As tens of millions of fervid young fans already know, Usagi Tsukino is the secret identity of the mighty female superhero Pretty Warrior Sailor Moon, a cartoon and comic-book star of immense popularity in Asia and much of Europe.
About two weeks from now Sailor Moon and her all-girl squad of teenage justice fighters will fire up their power crystals and invade the American TV market with their own Saturday-morning cartoon show. The predictable raft of Sailor Moon books, dolls, toys, T-shirts, toothbrushes and other tie-ins will follow, with the first shiploads of licensed goods appearing in U.S. stores well in time for the Christmas rush.
For any American parent who has had the duty of waiting in a long line at the local mall in hopes of snatching up a toy bearing a likeness of the Power Rangers, this may all sound distressingly familiar.
That’s hardly surprising, because the first wave of Sailor Moon toys will be brought to you by the same folks who turned the Power Rangers into a $400 million-per-year retail phenomenon: Bandai Corp., Japan’s biggest toy maker.
And Bandai has no reluctance about stating its goal for the junior high heroine. “We think,” said Bandai president Makoto Yamashina, “that Sailor Moon can be as important in the lives of American girls as the Power Rangers are for boys.”

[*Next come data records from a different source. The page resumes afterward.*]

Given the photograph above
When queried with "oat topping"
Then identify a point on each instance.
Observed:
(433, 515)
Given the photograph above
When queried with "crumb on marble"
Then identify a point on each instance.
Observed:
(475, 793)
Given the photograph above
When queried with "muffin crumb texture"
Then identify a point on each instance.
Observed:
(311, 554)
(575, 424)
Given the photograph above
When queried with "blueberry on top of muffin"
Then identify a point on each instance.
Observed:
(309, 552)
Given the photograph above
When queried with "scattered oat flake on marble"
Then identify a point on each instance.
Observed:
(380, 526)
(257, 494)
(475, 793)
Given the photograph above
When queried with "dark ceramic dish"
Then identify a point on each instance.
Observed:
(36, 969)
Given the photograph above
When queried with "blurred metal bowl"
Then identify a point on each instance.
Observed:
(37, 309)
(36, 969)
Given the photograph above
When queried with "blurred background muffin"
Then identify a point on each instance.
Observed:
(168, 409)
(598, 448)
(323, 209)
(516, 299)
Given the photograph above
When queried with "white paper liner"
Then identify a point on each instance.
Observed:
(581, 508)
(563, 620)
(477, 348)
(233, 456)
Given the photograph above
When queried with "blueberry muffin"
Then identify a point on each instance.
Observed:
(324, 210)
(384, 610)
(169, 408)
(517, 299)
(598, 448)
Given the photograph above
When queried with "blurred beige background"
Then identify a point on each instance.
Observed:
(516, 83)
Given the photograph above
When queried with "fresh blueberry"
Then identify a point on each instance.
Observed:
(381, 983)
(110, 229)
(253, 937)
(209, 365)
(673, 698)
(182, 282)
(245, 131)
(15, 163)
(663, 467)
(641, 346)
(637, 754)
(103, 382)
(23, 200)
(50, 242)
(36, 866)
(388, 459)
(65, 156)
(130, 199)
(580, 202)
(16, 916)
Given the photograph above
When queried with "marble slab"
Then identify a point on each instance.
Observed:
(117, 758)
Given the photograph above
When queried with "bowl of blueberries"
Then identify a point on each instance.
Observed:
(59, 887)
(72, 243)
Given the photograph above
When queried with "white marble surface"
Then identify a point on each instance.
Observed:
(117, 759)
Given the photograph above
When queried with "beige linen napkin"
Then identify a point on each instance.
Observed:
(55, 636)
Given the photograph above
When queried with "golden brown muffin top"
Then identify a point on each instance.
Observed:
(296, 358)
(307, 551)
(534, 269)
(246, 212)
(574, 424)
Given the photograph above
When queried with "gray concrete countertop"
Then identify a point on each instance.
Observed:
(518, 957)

America’s major toy retailers, from national giant Toys R Us to the local mom and pop stores, seem to agree. “We are really encouraged by the initial orders,” said Trish Stewart, of Bandai America Inc. “Our distribution for the Sailor Moon line is considerably better than it was for Power Rangers at this time in 1993, when Power Rangers was also new.”
In Japan, at least, the eighth-grade adventurer long ago passed her male rivals in the teeny-bopper superhero trade. Sailor Moon TV shows, books and movies here draw much bigger audiences than the Rangers. Sailor Moon toys bring in more than $250 million per year, five times the level of Power Ranger sales.
The promoters of Sailor Moon think they know why. It’s all about gender.
The long-legged teenager is the first female to become a cartoon superhero in her own right - in contrast, to, say, Supergirl or the female Morphin Rangers, who were copied from male stars. “In Japan and all over the world, women are assuming more and more positions of power in society,” noted Bandai’s Yamashina. “They don’t want to be discriminated against as soft or gentle; they want to grow up to be tough and forceful. And Sailor Moon is a role model for that type of girl.”
The creator of Pretty Warrior Sailor Moon is a young Japanese woman of that type. When she finished college in 1990, Naoko Takeuchi landed a job on a hospital staff. Yet she dreamed of going out on her own. In 1992, Nakayoshi magazine, a fat monthly collection of serial comics, accepted Takeuchi’s proposal for a new series based on a somewhat klutzy school girl who turns into a superhero in each episode to save the world from evil.